It was, I believe, Rep. Barney Frank (D-Mass.) who first made the excellent, bitter and terribly unfair joke about conservatives who believe in a right to life that begins at conception and ends at birth.
This joke has been adapted for use against various Republican politicians ever since. In the case of President Bush, though, it appears to be literally true.
Bush, as we know, believes deeply and earnestly that human life begins at conception. Even tiny embryos composed of a half-dozen microscopic cells, he thinks, have the same right to life as you and I do. That is why he cannot bring himself to allow federal funding for research on new lines of embryonic stem cells or even for other projects in labs where stem cell research is going on. Even though these embryos are obtained from fertility clinics, where they would otherwise be destroyed anyway, and even though he appears to have no objection to the fertility clinics themselves, where these same embryos are manufactured and destroyed by the thousands -- nevertheless, the much smaller number of embryos needed and destroyed in the process of developing cures for diseases such as Parkinson's are, in effect, tiny little children whose use in this way constitutes killing a human being and therefore is intolerable.

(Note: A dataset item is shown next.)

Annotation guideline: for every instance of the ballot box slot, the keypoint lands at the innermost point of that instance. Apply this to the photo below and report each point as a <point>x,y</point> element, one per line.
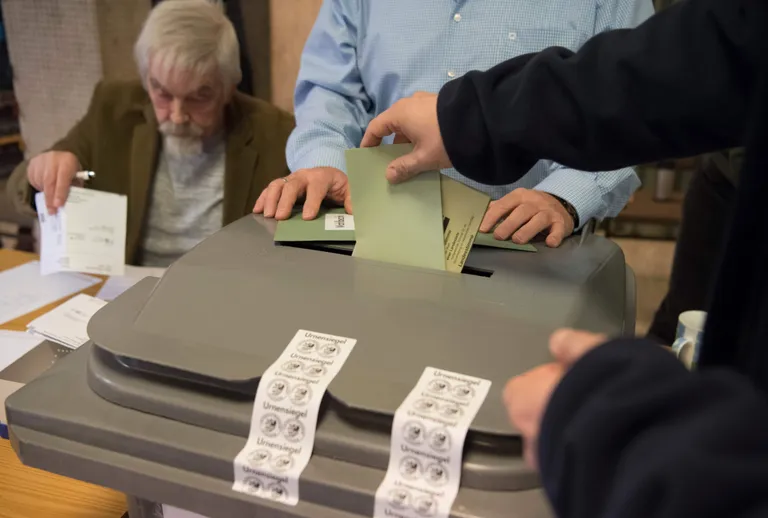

But President Bush does not believe that the deaths of all little children as a result of U.S. policy are, in effect, murder. He thinks that some, while very unfortunate, are also inevitable and essential.
(snip)
And regarding Iraq you are quite the man, aren't you, "making the tough decisions." A regular Harry Truman, consigning thousands to death in order to bring democracy and freedom and peace to millions. But Truman actually produced democracy and freedom and peace, whereas you want credit for your hopes. That's not how it works. If you want to be the hard-ass, you get judged by results. And you can't be Gandhi and Truman at the same time.